JAKARTA, KOMPAS.com - Pemerintah Kecamatan Cengkareng, Jakarta Barat, buka suara merespons aksi warga yang menutup akses Jalan Raya Kali Baru Timur, Kelurahan Kapuk.
Penutupan jalan utama di sisi aliran Kali Cengkareng Drain itu dilakukan oleh warga yang mengklaim sebagai ahli waris pemilik lahan. Mereka menyebut hak ganti rugi atas pembebasan tanah belum dibayarkan sejak 2008.
Pelaksana Tugas (Plt) Camat Cengkareng, Simson Hutagalung, menegaskan bahwa sengketa lahan tersebut berada di bawah kewenangan Balai Besar Wilayah Sungai Ciliwung Cisadane (BBWSCC), bukan pemerintah wilayah.
Baca juga: Pembegal Motor Petugas Damkar di Gambir Beraksi demi Dapat Uang untuk Pesta
"Jadi sebenarnya masalah ini tuh katanya sudah lama dari 2008 ya kalau enggak salah. Masalahnya sebetulnya dengan BBWSCC, bukan dengan kami di wilayah. Tapi kita sudah bersurat juga sih ke BBWSCC untuk minta konfirmasi data," kata Simson saat dikonfirmasi Kompas.com melalui telepon, Rabu (15/4/2026).

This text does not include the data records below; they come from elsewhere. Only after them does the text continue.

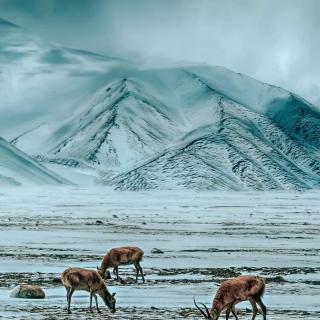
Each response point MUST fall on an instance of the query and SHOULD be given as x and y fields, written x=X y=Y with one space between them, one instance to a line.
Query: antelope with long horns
x=88 y=280
x=122 y=256
x=233 y=291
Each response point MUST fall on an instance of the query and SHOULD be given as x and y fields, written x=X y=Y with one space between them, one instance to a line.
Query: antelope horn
x=202 y=312
x=208 y=313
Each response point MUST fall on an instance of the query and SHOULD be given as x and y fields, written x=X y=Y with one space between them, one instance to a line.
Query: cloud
x=273 y=41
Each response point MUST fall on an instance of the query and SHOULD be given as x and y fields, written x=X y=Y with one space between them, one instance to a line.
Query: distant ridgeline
x=194 y=127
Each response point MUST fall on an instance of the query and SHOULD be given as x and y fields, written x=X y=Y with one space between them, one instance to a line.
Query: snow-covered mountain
x=198 y=127
x=16 y=168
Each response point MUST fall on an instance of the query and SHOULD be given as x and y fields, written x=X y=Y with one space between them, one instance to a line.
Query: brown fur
x=89 y=280
x=122 y=256
x=233 y=291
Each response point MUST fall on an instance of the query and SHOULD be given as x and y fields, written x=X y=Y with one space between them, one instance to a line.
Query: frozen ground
x=205 y=237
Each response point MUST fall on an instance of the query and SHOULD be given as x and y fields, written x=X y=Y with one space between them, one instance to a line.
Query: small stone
x=156 y=250
x=26 y=291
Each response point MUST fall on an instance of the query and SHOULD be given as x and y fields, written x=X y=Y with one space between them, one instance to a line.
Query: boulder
x=27 y=291
x=157 y=251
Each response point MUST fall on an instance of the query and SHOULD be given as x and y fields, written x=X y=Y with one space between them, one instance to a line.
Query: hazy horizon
x=273 y=42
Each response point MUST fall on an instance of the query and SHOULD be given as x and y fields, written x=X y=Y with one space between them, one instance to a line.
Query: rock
x=158 y=251
x=276 y=279
x=27 y=291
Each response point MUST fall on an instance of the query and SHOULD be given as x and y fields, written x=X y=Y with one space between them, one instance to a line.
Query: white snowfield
x=164 y=127
x=205 y=237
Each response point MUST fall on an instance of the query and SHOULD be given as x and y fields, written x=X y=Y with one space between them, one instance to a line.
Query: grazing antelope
x=233 y=291
x=122 y=256
x=88 y=280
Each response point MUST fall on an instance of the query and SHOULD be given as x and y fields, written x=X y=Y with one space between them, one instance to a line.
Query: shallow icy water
x=206 y=237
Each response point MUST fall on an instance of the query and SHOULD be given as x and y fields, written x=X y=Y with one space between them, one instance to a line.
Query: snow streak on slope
x=16 y=168
x=198 y=127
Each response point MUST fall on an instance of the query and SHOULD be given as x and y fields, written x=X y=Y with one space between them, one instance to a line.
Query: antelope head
x=110 y=301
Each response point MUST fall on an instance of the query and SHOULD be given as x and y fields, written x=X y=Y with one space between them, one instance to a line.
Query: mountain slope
x=16 y=168
x=186 y=126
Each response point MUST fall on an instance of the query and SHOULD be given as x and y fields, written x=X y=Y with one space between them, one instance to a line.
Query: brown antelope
x=233 y=291
x=122 y=256
x=88 y=280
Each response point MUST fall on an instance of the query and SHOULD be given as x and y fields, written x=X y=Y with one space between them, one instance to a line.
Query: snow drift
x=16 y=168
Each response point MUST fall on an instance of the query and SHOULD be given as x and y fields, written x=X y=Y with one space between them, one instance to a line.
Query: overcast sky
x=276 y=41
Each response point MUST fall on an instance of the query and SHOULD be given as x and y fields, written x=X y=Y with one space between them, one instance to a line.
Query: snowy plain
x=206 y=237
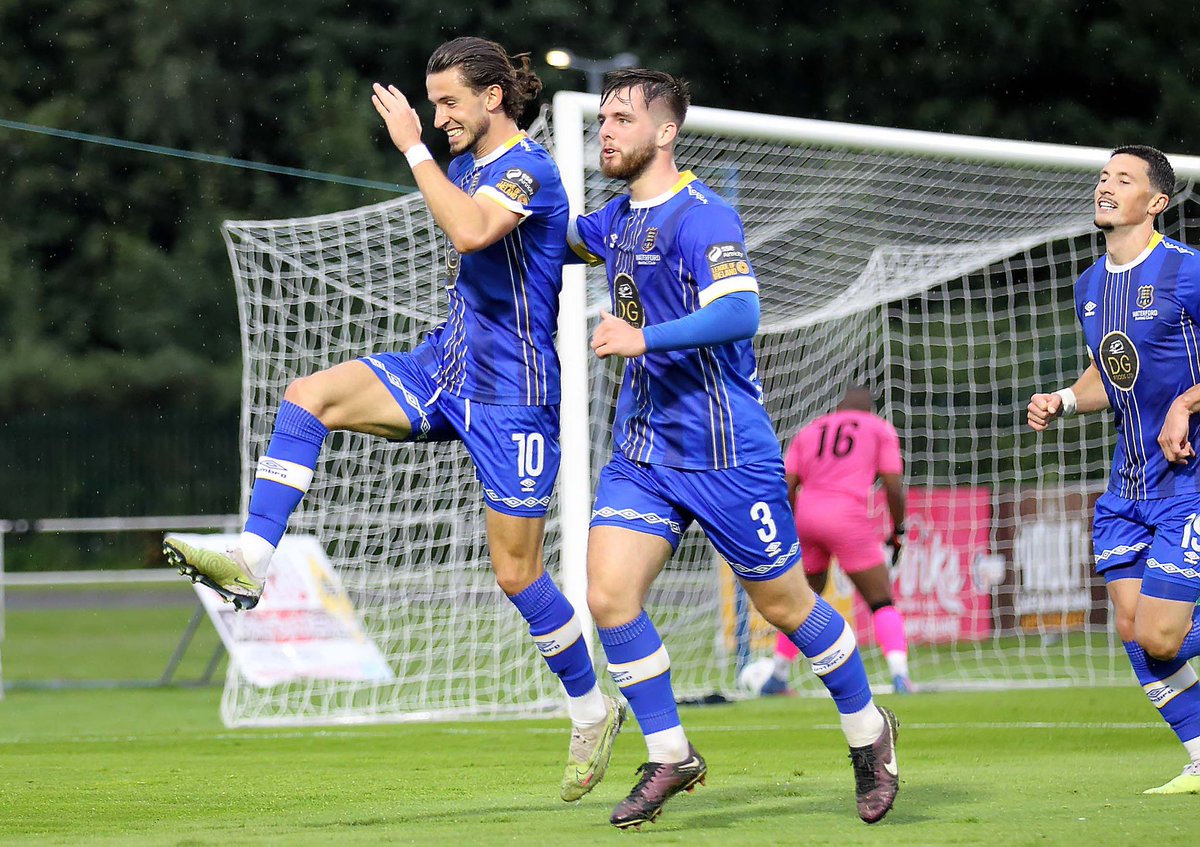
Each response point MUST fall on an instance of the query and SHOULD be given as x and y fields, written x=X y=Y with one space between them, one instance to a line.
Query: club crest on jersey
x=519 y=185
x=627 y=302
x=454 y=262
x=1119 y=359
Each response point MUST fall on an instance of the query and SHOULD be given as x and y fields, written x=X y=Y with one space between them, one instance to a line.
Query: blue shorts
x=1156 y=541
x=515 y=448
x=742 y=510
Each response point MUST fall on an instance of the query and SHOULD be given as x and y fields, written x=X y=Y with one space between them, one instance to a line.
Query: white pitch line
x=256 y=736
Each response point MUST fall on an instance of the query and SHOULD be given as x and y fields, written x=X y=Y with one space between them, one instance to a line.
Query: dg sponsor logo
x=627 y=301
x=1119 y=359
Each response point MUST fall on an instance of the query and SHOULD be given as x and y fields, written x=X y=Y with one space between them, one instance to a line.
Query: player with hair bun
x=489 y=376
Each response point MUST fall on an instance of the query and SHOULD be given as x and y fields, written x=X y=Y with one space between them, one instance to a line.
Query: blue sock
x=828 y=641
x=285 y=470
x=1171 y=686
x=640 y=666
x=558 y=635
x=1191 y=646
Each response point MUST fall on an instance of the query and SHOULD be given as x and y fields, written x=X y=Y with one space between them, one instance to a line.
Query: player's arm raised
x=1086 y=395
x=469 y=222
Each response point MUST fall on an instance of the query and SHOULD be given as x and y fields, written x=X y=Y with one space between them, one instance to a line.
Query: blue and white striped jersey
x=666 y=258
x=497 y=344
x=1141 y=322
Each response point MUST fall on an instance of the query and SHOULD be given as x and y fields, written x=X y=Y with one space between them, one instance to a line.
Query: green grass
x=156 y=767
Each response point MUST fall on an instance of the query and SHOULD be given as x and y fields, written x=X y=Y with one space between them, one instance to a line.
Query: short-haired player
x=694 y=443
x=1139 y=307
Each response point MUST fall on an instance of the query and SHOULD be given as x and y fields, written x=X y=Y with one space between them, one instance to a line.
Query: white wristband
x=418 y=154
x=1069 y=404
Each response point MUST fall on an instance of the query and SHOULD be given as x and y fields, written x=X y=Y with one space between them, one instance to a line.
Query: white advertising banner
x=304 y=628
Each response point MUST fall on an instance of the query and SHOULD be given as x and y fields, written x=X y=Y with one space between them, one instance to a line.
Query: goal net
x=935 y=269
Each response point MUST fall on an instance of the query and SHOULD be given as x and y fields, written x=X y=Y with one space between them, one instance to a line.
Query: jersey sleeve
x=712 y=244
x=515 y=184
x=793 y=458
x=586 y=236
x=889 y=450
x=1188 y=290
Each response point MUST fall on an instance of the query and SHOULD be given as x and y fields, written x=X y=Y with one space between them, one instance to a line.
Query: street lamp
x=594 y=68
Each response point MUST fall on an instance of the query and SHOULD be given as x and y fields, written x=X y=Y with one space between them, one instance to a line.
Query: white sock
x=587 y=709
x=669 y=745
x=256 y=552
x=1193 y=748
x=863 y=727
x=898 y=664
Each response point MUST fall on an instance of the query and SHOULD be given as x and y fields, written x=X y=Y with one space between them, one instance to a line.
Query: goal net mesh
x=946 y=286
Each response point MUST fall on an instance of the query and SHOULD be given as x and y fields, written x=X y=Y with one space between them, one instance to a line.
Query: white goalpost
x=936 y=269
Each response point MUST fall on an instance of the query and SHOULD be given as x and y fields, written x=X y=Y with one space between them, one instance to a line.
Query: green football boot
x=1188 y=782
x=591 y=751
x=223 y=572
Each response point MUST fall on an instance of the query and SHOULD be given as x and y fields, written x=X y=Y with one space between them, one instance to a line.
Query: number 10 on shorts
x=531 y=452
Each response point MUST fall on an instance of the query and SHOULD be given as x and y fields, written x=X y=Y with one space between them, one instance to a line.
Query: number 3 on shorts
x=761 y=512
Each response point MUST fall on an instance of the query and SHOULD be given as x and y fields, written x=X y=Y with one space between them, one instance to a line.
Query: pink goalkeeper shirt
x=841 y=454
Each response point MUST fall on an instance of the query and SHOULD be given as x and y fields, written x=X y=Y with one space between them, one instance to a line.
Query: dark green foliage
x=114 y=287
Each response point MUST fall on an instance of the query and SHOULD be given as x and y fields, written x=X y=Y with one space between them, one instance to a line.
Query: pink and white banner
x=936 y=583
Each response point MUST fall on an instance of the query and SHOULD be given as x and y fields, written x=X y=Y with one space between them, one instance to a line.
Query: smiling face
x=630 y=133
x=1125 y=196
x=459 y=112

Simson mengaku telah mengirimkan surat resmi kepada BBWSCC pada Selasa (14/4/2026) untuk meminta keterangan dan membuka data terkait riwayat pembebasan lahan di area yang kini dijadikan jalan umum tersebut.
"Masih perlu dipastikan dahulu, kalau memang sudah dibebaskan, ya yang dibebaskan mana saja, apakah termasuk yang diklaim oleh ahli waris atau bagaimana. Untuk sementara kita sudah melakukan tindakan bersurat. Nanti kalau misalnya sudah ada kejelasan, biar kita bisa bicara data dan sampaikan ke ahli waris," tutur Simson.
Meski belum memegang data resmi, Simson secara pribadi meyakini bahwa pemerintah umumnya tidak akan membangun fasilitas publik seperti jalan umum tanpa menyelesaikan urusan administrasi dan ganti rugi.
Namun, ia memastikan pihak kecamatan akan tetap memfasilitasi dan menjembatani seluruh keluhan warga.
Ia juga menyebut pihak kecamatan dan kelurahan sudah sempat mendatangi langsung pihak ahli waris untuk mendalami informasi.
"Ini pendapat pribadi saya, yang namanya pemerintah kan pasti membebaskan jalan sudah ada proses ganti rugi. Apalagi ini dijadikan jalan umum untuk mobilitas warga, enggak mungkin belum dibayar. Tapi kan kita tetap mengakomodir permohonan warga kita yang pengen data nih. Nanti kalau sudah ada info lanjut, baru mungkin kita akan duduk bareng," ujarnya.
Baca juga: Ada Desakan Drop Out Pelaku Pelecehan Seksual di FH UI, Ini Kata Psikolog
Jalan Umum DitutupBerdasarkan pantauan Kompas.com di lokasi pada Rabu (15/4/2026) sore, jalanan itu menghubungkan langsung kawasan Jalan Kapuk Raya dengan Jalan Raya Daan Mogot.
Di area pinggir kali tersebut, terlihat rangkaian bambu dirakit dan digunakan untuk menutupi sebagian badan jalan.
Sisi kiri jalan digunakan untuk membentangkan spanduk berwarna merah yang menyatakan protes yang ditujukan kepada Gubernur DKI Jakarta dan Wali Kota Jakarta Barat bahwa tanah di area jalan tersebut belum dibayar.
"Tanah ini milik ahli waris Sa'anah binti Sainan No. Girik 2784 P 92 SIII. Dari tahun 2008 sampai saat ini belum dibayar ganti rugi," tulis spanduk tersebut.